To make the program affordable, the CRC yesterday reduced its annual fee for complying with state and local reporting requirements to $500 from $850. It also reduced its financing fee to 0.75% for the transaction from the current fee structure, which is 1% on the first $5 million plus an additional 0.5% for larger amounts. Borrowers would also utilize template bond documents which cuts down on bond counsel fees.

Companies that want to borrow under the program would get a bank loan, most likely from a commercial bank. The bank would execute loan documents with the borrower while simultaneously assigning the future repayment of that loan to the CRC.

In exchange, the CRC would then privately place tax-exempt bonds to the bank. The bank agrees to service the loan on behalf of the issuer and disburses the loan funds to the borrower.

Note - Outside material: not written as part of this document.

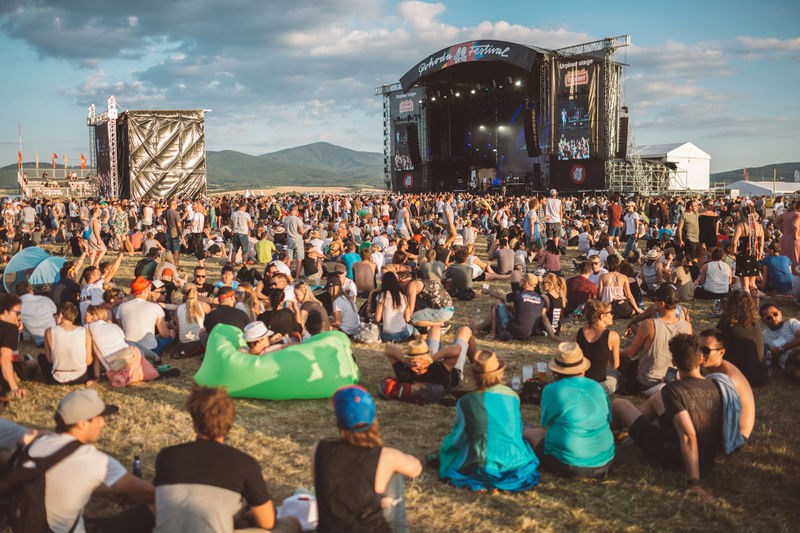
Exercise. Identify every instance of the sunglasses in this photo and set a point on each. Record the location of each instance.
(705, 350)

As the bank collects loan repayments from the borrower, it applies them to the principal and interest owed on the bonds.

The federal stimulus also added another incentive to banks, adding them to the de minimis provision so that they can deduct 80% of the cost of buying and carrying tax-exempt bonds so long as their tax-exempt holdings are less than 2% of their assets.

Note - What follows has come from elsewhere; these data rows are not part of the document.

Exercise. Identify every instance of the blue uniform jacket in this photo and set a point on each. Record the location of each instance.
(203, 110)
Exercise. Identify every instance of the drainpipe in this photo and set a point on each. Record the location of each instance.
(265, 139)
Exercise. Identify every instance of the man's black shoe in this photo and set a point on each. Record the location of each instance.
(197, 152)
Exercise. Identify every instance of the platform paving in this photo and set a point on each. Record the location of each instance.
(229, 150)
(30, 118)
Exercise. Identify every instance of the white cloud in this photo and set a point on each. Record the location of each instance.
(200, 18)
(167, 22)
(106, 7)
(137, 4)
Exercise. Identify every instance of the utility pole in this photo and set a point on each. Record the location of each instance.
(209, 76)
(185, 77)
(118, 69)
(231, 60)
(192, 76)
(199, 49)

The EDC expects that borrowers will be able to save at least 1% of borrowing costs by using Nimble bonds instead of a taxable loan, according to its Web site.

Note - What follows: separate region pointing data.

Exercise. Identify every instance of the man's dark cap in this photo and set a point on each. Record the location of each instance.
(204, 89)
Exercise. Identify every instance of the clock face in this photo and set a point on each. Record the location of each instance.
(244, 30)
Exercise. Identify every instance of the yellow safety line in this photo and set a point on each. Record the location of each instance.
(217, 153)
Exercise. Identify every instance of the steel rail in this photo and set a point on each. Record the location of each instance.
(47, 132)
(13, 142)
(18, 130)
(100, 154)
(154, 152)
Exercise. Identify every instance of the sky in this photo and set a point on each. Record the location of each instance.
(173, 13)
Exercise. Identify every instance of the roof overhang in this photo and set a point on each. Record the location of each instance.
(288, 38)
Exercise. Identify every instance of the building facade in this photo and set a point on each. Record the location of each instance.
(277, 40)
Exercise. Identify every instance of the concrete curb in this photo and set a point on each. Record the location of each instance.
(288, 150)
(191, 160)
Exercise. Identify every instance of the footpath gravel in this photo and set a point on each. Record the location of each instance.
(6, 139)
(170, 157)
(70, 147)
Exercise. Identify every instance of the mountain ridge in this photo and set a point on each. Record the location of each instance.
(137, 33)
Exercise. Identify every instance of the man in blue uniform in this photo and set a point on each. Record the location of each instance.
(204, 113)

While Pinsky said the program was "a bit of an experiment," it is similar to existing off-the-shelf small manufacturing programs like Oregon's Express Bond program, which has been doing similarly structured transactions since 2005.

"The difference here is that [New York City] is marketing this to include new companies that qualify under the ARRA changes, including the 'intangible property' provision and the 'functionally related and subordinate' provision," said Brian Anderson, manager of education and policy at the Council of Development Finance Agencies.

The CRC yesterday also approved a new slate of bond counsel firms. The issuer chose four firms from 17 responses to a request for proposals: Gonzalez, Saggio & Harlan LLP, Hawkins Delafield & Wood LLP, Nixon Peabody LLP, and Winston & Strawn LLP.